July 5, 2011

What's wrong?

Every once in a while I will be talking and, without much thought, some innocuous colloquialism or phrase will come out of my mouth. These can be regular phrases like “what’s up?” or “are you okay?” or “I’m all right.” But rather than accepting these little phrases as just idiomatic expressions (which they are), I will spend hours pondering them, their meanings, their origins, their connotations. English continues to baffle me on a daily basis.

I know. I’m cool. Get over it.

I was recently talking with someone – or, rather, I was attempting to start up a conversation with said person who was instead making things incredibly difficult and being obscenely non-responsive not like I’m still ragey about that or anything – and this person was acting out of colour (yes, the “u” is necessary) for him. So, being this person’s friend, I instinctively asked him, “What’s wrong?” The moment I did this, my brain went into Grammar Mode.

I started to think about the question “What’s wrong?” It doesn’t mean literally, “What’s wrong?” as in “What is incorrect?” Colloquially it means about the same as “Are you okay?” But there is so much more to it.

What really hit me was the implication, the tacit layer underneath the topical meaning of the phrase. I realized that, unconsciously, I only ever ask question this to people I care about – everyone else gets the traditional, “Are you okay?” (I feel like someone is going to read this and then realize that they only ever get “Are you okay?” and their feelings are going to be hurt and I will feel awful and I’ll never forgive myself. Oh wait, no one reads my blog. Win.) While asking someone “What’s wrong?” is just a way of trying to figure out what’s going on with a person to cause them to be upset or simply less than their best, it’s more than that. The phrase implies that someone or something is not right.

You aren’t right.

Morally, there is a fairly distinguishable line between right and wrong. Being kind to others is right. Murder is wrong. Cut and dry, right? In school, the difference between right and wrong is even clearer. 2+2=4 is right. 2+2=5 is wrong (except for really big values of 2).

But how are you right? Or, for that matter, how are you wrong?

If we ask how a person can be right or wrong, things get murky.

“Wrong” is defined, among other things, as “not proper or usual…out of order; awry; amiss….an injustice.”

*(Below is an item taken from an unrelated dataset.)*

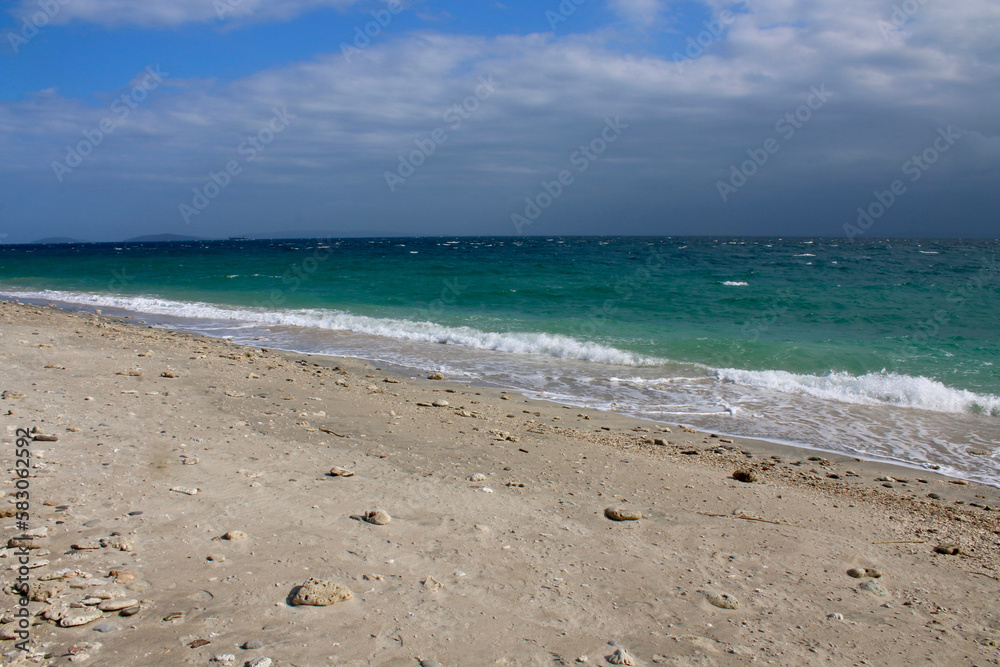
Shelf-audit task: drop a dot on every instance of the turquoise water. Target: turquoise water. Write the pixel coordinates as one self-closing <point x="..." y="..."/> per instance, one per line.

“What’s wrong?” is asking what is causing you or something to be amiss or out of order. It is asking what has caused things to be not as they should be. If something is right, it is the way it should be. What is right is you, you being you. For the people I care about, the way you should be is the person I see, the person who shows me on a daily basis his or her incredible courage or intellect or compassion or kindness or simple propensity toward the silly and absurd, even if other people don’t see it. And it is an injustice for you to be anyone but yourself, for you to not show the world for even a moment the incredible person that you are. I see you, and I see your potential and talent and ability, even when you don’t.

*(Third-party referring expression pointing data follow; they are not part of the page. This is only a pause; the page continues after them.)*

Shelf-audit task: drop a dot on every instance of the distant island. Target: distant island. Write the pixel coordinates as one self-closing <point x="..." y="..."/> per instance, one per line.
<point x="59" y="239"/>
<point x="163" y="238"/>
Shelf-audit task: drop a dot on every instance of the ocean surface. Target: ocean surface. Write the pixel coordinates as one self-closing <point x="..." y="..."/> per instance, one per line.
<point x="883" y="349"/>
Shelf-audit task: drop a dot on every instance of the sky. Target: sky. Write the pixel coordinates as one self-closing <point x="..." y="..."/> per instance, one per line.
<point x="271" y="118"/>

When I ask you “What’s wrong?” I want you to know that I care. I want you to know that you matter to me. I want you to know that I see something in you that is worrying me. I want you to know that I see something is amiss that is causing you to be less than you. I want you to know that I will do anything to make it better or fix it or rectify it or simply kick it until it is better because you deserve nothing but the best. I want you to know that I am here for you. And I want you to tell me what is going on. Don’t say, “I’m fine.” That’s a lie. You’re not fine, because you are not being you, and you are what is right.

You are right.



Sorry I just subjected you to that. I promise I’ll write something funny tomorrow.